Comme nous sommes depuis des années dans le métier, la veille de la visite je me dis qu'il vaut mieux, par prudence, confirmer une nouvelle fois. J'en informe ma secrétaire. Elle appelle et me rapporte que les personnes compétentes ont confirmé que la visite peut se faire, mais seulement le matin, car le parloir de l'après-midi n'aura pas lieu. Ce n'est pas la première fois qu'un programme fixé change au dernier moment, ni la dernière, et il ne faut pas râler en ces jours de fête. On nous informe seulement qu'il est interdit d'apporter des douceurs et des vêtements.
Un doute me vient. Si l'on vous parle de vêtements, dis-je à ma secrétaire, c'est qu'ils n'ont pas compris qu'il s'agit d'une visite d'avocats. Rappelez, je vous prie, et clarifiez. Nouvel appel. Nouvelle réponse : elle a bien précisé, et on l'a assurée que les avocats seraient reçus aussi, en raison des fêtes. Tout allait donc bien. J'étais contrariée de ne pas pouvoir apporter de douceurs, mais que faire ? Nous partons d'Athènes à 7 h du matin. À 9 h, nous sommes devant l'établissement pénitentiaire.
Nous saluons, présentons nos cartes d'identité. On nous répond : « Bonjour, messieurs les avocats, bonnes fêtes, mais... » Ce « mais » m'enflamme avant même la suite, que vous imaginez : « Nous ne recevons pas d'avocats aujourd'hui. » Incroyable.
Les négociations commencent. On avertit supérieurs, subalternes et services latéraux. « Mais qui vous a dit que vous pouviez venir ? » Qui me l'a dit ? Je suis déjà en colère. Je réponds que c'est à eux de trouver qui me l'a dit et de me donner son nom : c'est la personne très sympathique qui a répondu hier à 10 h 35 et 20 secondes à ce numéro. Silence. Réflexion. Téléphone.
« Monsieur le chef surveillant, ces messieurs demandent des noms. » Des noms ? À Noël ? Soudain, la première grille de fer verrouillée s'ouvre largement. On nous invite à passer voir le chef surveillant. La seconde grille s'ouvre. Nous nous trouvons dans un espace très « accueillant », où des agents fumeurs nous indiquent l'un après l'autre la porte du « chef surveillant », qui m'a paru une sorte de seigneur local. Il garde la tête baissée et évite de nous regarder, peut-être simplement par peur de faire tomber la cendre de son cigarillo.

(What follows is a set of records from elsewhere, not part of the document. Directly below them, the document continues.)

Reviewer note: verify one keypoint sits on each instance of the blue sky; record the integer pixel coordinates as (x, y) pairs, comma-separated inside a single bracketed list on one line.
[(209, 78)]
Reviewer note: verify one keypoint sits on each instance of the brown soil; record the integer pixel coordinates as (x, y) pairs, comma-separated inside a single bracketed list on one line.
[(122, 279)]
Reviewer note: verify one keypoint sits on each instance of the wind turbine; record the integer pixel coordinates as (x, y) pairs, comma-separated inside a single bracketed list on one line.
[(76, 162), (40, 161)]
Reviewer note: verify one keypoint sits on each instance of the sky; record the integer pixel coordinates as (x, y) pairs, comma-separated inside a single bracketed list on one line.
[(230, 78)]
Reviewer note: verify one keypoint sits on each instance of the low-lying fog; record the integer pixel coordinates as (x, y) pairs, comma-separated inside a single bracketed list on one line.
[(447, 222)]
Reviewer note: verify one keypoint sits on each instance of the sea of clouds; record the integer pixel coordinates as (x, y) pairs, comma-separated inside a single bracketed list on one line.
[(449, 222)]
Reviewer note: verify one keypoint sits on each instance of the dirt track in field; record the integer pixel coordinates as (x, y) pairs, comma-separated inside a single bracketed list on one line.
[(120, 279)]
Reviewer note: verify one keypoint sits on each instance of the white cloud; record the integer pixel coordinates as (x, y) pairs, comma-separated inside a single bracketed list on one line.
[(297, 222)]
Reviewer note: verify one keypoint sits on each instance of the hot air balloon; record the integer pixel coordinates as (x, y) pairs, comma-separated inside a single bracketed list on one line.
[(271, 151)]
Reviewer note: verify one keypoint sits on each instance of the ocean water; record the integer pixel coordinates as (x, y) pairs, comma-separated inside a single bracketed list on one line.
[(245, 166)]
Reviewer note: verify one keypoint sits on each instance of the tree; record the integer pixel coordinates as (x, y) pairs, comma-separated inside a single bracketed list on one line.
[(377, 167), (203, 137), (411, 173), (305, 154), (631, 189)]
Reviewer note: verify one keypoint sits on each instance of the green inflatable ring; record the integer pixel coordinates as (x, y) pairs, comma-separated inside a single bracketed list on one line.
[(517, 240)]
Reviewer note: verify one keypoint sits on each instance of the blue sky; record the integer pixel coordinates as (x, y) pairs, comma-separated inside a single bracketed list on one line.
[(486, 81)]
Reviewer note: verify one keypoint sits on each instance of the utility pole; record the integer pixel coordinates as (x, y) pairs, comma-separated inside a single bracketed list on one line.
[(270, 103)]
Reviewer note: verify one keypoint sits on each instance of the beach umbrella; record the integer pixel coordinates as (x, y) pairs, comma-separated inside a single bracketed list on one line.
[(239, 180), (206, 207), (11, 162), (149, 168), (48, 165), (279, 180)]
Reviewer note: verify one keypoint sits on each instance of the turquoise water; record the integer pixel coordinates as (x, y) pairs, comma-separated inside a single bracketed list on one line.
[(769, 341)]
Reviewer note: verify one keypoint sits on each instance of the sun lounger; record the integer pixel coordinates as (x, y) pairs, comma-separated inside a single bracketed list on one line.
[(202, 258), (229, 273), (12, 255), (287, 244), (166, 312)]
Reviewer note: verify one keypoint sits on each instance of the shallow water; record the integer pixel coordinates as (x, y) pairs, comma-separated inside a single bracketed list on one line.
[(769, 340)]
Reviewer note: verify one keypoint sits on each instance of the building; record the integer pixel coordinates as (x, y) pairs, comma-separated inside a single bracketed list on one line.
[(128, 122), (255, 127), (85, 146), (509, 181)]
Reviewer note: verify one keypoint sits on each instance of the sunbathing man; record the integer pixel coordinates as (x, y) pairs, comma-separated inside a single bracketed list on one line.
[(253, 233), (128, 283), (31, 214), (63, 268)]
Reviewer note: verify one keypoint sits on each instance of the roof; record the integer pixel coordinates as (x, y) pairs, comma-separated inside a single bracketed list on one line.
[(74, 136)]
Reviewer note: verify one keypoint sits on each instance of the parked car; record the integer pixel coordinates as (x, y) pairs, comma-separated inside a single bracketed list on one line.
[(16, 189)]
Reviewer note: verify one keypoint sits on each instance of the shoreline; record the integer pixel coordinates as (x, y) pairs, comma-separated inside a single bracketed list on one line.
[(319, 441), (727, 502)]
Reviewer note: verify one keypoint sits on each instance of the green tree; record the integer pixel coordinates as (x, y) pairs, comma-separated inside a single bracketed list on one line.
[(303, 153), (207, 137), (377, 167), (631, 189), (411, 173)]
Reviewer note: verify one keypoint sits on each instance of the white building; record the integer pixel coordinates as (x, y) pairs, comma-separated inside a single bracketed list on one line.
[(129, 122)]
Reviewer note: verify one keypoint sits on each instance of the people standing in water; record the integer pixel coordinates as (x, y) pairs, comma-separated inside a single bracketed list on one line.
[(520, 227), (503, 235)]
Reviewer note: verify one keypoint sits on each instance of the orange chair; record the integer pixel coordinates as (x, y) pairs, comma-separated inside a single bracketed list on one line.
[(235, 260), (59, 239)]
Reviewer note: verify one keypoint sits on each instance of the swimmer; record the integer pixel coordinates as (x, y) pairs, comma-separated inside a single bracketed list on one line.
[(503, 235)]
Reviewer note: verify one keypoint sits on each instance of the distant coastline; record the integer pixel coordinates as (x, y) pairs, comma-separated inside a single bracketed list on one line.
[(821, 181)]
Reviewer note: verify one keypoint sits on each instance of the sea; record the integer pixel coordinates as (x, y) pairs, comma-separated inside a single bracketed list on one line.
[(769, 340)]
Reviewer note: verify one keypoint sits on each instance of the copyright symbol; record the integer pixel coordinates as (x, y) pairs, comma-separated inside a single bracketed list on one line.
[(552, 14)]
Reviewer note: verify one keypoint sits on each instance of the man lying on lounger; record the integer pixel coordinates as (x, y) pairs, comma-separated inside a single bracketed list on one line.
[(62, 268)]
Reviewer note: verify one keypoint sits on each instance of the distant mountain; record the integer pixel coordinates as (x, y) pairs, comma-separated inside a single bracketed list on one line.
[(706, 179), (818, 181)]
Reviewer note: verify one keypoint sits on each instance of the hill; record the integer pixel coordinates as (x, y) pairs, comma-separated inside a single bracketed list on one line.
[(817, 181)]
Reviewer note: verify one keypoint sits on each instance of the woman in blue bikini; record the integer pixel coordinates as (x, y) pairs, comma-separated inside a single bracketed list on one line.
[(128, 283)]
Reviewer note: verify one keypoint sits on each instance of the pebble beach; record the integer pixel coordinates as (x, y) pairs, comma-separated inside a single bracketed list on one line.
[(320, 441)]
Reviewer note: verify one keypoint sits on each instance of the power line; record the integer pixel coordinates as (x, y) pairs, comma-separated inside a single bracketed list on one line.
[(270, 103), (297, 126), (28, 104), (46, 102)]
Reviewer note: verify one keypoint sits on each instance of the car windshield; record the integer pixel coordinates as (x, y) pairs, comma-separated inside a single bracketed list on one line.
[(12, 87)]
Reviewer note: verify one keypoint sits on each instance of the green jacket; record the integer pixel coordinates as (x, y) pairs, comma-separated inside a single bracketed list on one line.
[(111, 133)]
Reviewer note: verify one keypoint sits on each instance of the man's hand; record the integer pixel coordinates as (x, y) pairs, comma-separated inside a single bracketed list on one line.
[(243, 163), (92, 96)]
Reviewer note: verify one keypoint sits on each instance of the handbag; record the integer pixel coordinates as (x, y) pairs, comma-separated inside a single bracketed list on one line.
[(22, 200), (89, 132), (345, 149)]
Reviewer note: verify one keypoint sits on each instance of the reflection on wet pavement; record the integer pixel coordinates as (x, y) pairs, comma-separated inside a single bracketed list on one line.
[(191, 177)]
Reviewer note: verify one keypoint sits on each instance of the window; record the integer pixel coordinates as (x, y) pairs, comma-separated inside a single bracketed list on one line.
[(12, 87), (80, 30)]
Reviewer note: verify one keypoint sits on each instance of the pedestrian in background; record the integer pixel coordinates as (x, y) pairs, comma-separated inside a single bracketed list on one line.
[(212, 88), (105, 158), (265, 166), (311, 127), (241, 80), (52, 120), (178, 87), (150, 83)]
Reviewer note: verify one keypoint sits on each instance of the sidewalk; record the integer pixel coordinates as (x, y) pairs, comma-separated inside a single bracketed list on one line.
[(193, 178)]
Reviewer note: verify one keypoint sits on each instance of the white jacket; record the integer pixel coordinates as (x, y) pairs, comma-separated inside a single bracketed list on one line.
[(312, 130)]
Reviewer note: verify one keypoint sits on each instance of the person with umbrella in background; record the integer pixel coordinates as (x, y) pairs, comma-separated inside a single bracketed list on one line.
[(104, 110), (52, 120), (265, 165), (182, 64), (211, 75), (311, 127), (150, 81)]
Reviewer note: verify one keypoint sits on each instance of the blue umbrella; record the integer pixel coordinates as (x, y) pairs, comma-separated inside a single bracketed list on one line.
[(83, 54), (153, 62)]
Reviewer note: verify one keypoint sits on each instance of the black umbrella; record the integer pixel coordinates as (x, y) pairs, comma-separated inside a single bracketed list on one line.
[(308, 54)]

Nous saluons encore poliment, même en colère, et demandons le nom de l'agent qui nous a affirmé que nous pouvions parcourir ce jour-là quatre cents kilomètres pour voir l'un de leurs « hôtes ». La tête se relève. Il explique que cinq agents répondent à ce téléphone. Alors qu'il nous donne cinq noms. Peut-être un passant a-t-il répondu, dit-il. Qu'il nous donne alors aussi les noms des passants possibles.
Nous commençons à nous calmer, tandis que le chef surveillant s'échauffe. Il affirme qu'il ne laissera pas les choses ainsi. Nous lui répondons que nous n'en doutons pas, mais qu'il nous donne les noms afin que nous partions et qu'il puisse enquêter tranquillement. Silence, réflexion. Finalement : « Qui vouliez-vous voir déjà ? Voyez-le, mais pour peu de temps. » Peu importe, pour peu de temps. Mais nous entrerons. Et nous sommes entrés. Et nous l'avons vu. Et je suis certaine que nous avons aidé un homme à passer un Noël plus paisible.
Si je vous dis que ce qui m'a le plus dérangée, c'est qu'ils aient finalement accepté, me croirez-vous ? Parce que cela confirmait une fois encore qu'ils n'avaient pas fait correctement leur travail. S'ils avaient été certains d'avoir raison, ils ne nous auraient jamais autorisés à entrer. Qu'il en soit ainsi.
Dans l'esprit d'optimisme qui doit nous habiter ces jours-ci, espérons qu'un jour tout sera différent, y compris les établissements pénitentiaires. Quant à savoir pourquoi on les appelle en grec des « magasins correctionnels », c'est une autre discussion que nous aurons bientôt. Peut-être parce qu'ils marchandent des âmes humaines.